Category Archives: statistics

SEDA Fellowship report 2012-2013

Introduction

For the second year running I have opted to put my SEDA Fellowship report on my website (last year's here). Although I am currently working at the LLAS Centre for Languages, Linguistics and Area Studies at the University of Southampton, I will be joining the Centre for Learning and Teaching at the University of Brighton in September. I was offered the Brighton job back in May so I am very much in a transition frame of mind at present.

Career development

After ten years at the LLAS Centre (counting the centre in its LTSN/ HEA subject centre forms) I felt it was now time to move on and undertook a UK-wide job search. The end result was an offer from the Centre of Learning and Teaching at the University of Brighton. Last week I visited Brighton for the university’s internal teaching and learning conference and heard about a lot of the interesting things about some of the interesting things which are going on there. It was also nice to spend time getting to know some of my new colleagues as well.

Statistics for Humanities

twitter
Tweet referring to the Statistics for Humanities book.

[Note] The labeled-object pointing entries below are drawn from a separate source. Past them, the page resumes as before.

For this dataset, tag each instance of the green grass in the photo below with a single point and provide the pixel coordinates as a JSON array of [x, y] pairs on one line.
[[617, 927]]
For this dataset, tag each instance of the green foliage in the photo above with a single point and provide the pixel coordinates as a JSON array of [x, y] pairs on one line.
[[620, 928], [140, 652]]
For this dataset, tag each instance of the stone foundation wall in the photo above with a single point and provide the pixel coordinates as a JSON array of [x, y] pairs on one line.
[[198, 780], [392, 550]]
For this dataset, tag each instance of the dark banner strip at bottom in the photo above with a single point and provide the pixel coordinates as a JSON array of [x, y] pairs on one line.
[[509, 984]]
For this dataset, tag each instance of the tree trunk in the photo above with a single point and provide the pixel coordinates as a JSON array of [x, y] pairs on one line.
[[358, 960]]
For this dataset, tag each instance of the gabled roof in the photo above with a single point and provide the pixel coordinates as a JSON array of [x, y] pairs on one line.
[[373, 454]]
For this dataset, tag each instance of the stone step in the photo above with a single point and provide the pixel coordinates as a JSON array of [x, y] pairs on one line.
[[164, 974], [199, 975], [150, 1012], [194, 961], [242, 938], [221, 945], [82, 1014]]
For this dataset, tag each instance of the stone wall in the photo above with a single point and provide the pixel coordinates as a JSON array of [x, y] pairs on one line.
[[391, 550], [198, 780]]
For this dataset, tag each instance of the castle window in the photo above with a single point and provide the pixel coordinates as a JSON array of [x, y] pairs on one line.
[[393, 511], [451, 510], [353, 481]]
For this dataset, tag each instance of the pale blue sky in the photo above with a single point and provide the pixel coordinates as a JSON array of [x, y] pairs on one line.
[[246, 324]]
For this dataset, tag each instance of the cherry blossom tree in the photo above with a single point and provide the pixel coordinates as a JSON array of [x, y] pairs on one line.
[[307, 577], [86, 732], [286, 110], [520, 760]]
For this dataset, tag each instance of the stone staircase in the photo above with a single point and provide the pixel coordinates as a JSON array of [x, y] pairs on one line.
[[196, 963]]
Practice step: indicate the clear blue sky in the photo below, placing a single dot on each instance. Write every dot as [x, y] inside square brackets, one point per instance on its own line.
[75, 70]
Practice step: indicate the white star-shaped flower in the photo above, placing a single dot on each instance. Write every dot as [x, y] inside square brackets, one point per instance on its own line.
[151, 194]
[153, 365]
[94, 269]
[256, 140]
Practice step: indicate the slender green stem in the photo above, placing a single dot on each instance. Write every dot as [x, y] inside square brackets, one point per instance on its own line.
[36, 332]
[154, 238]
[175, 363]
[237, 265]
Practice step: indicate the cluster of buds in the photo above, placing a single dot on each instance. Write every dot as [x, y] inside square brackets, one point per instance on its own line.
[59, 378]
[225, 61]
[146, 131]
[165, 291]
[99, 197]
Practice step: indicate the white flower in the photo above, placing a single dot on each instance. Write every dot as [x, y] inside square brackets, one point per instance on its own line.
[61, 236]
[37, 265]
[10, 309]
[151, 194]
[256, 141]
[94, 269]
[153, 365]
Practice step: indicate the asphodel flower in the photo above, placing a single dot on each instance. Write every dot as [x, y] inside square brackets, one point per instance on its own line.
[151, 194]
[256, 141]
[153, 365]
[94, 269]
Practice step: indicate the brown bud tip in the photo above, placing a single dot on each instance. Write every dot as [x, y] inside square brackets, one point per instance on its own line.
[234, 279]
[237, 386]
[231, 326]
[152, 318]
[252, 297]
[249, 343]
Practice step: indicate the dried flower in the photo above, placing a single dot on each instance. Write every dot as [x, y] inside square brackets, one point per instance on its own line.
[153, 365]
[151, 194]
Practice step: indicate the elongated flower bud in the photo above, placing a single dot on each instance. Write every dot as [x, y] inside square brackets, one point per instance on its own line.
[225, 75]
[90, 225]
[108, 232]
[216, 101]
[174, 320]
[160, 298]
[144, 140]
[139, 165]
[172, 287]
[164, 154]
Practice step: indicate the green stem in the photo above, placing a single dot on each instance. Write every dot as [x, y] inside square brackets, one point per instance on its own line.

This past year has been mostly project based. My Statistics for Humanities student ‘text-book’ is available in draft form and I am awaiting comments from the British Academy nominated reviewers.  The British Academy agreed that I could put a draft online for a crowd sourced review. This has led to receiving many helpful comments, and one academic in particular has provided some very extensive feedback. I have long been dissatisfied with introductory statistics textbooks. I hope that mine will reach out to students (and academics) who struggled in the past. The examples in the book come from the humanities and I have attempted to write a book which uses a verbal reasoning-based approach which should resonate better with humanities students than some other texts.

EU Quality Assurance project

University of Aveiro, Portugal. Venue for our third project meeting in December 2012.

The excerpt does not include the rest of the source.